This year, CMS is starting audits for 2014 and 2015, 30 per year, targeting about 5% of the 600 plans annually.
This spring, CMS announced it would extend until the end of August the audit proposal's public comment period, which was supposed to end in April. That could be a signal the agency might be looking more closely at industry objections.
Health care industry consultant Jessica Smith says CMS might be taking additional time to make sure the audit protocol can pass muster.
"Once they have their ducks in a row," she says, "CMS will come back hard at the health plans. There is so much money tied to this."
But Sean Creighton, a former senior CMS official who now advises the industry for health care consultant Avalere Health, says payment error rates have been dropping because many health plans "are trying as hard as they can to become compliant."
Still, audits are continuing to find mistakes. The first HHS inspector general audit, released in late April, found that Missouri-based Essence Healthcare Inc. had failed to justify fees for dozens of patients it had treated for strokes or depression. Essence denied any wrongdoing but agreed it should refund $158,904 in overcharges for those patients and ferret out any other errors.
Essence also faces a pending whistleblower suit filed by Charles Rasmussen, a Branson, Mo., doctor who alleges the health plan illegally boosted profits by overstating the severity of patients' medical conditions. Essence has called the allegations "wholly without merit" and "baseless."

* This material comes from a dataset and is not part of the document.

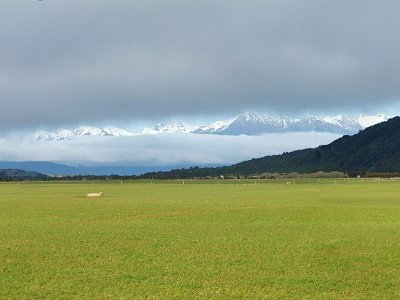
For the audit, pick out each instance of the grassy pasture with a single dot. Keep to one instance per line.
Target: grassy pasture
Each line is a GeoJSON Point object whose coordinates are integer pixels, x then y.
{"type": "Point", "coordinates": [234, 240]}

Essence started as a St. Louis physician group, then grew into a broader holding company in 2007, backed by prominent Silicon Valley venture capitalist John Doerr, with his brother Thomas Doerr, a St. Louis doctor and software designer. Neither would comment for this story.
How we got here
CMS uses a billing formula called a "risk score" to pay for each Medicare Advantage member. The formula pays higher rates for sicker patients than for people in good health.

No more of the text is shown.